This investigation highlights the growing scale of the crime of sextortion, where criminals persuade a victim to perform sexual acts in front of webcam or share explicit material before threatening to send the pictures or video to friends and family or post it online if money is not paid. The investigation exclusively revealed that the numbers of reports being made to police had grown rapidly from a very small number a few years before.
By also collecting information on the outcomes of the cases reported to the police, the investigation found that only a very small number across England and Wales led to anyone being charged, with most closed with no suspect detected, supporting the National Crime Agency view that organised gangs view the crime as a low risk way to make money through easily accessible online victims.
As well as overall numbers, the investigation also revealed details of the reported cases, giving more insight into how criminals carry out the offence and the ways in which they target people, often through friend requests on social media.
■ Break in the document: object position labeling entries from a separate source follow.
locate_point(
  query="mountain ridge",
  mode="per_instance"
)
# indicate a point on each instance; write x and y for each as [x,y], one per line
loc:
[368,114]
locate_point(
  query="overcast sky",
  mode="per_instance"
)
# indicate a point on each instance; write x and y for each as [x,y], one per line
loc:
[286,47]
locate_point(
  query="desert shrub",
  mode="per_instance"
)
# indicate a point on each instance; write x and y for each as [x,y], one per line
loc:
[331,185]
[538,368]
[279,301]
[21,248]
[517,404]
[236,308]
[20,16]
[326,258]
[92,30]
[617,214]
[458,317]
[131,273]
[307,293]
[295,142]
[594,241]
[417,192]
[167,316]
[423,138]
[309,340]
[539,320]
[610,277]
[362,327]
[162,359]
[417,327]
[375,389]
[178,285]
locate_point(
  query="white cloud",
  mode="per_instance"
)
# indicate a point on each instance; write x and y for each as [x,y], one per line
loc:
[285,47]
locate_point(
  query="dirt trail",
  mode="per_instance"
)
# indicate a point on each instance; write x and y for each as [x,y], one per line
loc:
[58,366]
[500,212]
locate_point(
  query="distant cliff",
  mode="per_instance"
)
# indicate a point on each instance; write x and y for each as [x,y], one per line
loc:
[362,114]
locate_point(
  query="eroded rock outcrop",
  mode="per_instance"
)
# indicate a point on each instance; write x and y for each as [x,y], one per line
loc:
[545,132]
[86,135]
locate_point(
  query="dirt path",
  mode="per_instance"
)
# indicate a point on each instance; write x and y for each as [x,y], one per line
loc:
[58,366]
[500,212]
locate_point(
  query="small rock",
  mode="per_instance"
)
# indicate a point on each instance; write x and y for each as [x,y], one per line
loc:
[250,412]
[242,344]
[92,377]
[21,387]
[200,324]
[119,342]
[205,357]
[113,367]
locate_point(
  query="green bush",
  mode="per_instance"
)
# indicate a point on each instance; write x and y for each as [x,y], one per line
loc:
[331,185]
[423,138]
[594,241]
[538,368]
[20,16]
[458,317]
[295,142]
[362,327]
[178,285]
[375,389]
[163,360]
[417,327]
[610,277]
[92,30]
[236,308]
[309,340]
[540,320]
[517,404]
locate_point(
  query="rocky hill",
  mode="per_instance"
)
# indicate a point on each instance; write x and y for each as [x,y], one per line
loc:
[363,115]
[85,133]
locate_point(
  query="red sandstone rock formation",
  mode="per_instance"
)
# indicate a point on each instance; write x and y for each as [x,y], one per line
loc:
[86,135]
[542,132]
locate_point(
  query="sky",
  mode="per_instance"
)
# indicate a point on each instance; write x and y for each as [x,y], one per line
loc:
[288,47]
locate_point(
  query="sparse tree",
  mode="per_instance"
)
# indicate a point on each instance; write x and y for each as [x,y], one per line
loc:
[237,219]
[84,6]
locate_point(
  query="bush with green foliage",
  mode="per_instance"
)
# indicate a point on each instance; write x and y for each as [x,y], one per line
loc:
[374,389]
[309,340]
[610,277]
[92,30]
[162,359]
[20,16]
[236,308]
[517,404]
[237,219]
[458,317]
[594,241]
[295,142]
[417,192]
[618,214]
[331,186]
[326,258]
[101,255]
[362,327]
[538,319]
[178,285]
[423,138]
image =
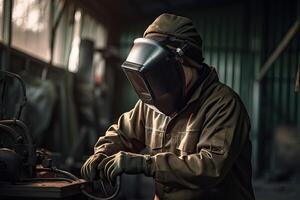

This was important in terms of giving readers a clearer idea of what the crime involves and also for warning potential victims of the ways in which they could be targeted.
What makes this project innovative?
In order to gather all the data and ensure it was as detailed and up to date as possible, on occasions internal reviews and appeals to the Information Commissioner were needed to get some of the public bodies to release the data needed. Data protection was an issue frequently cited for refusing to release details about cases, but it was important to appeal these refusals as it was clear that it was possible for police forces to provide some details of cases while also protecting individuals privacy.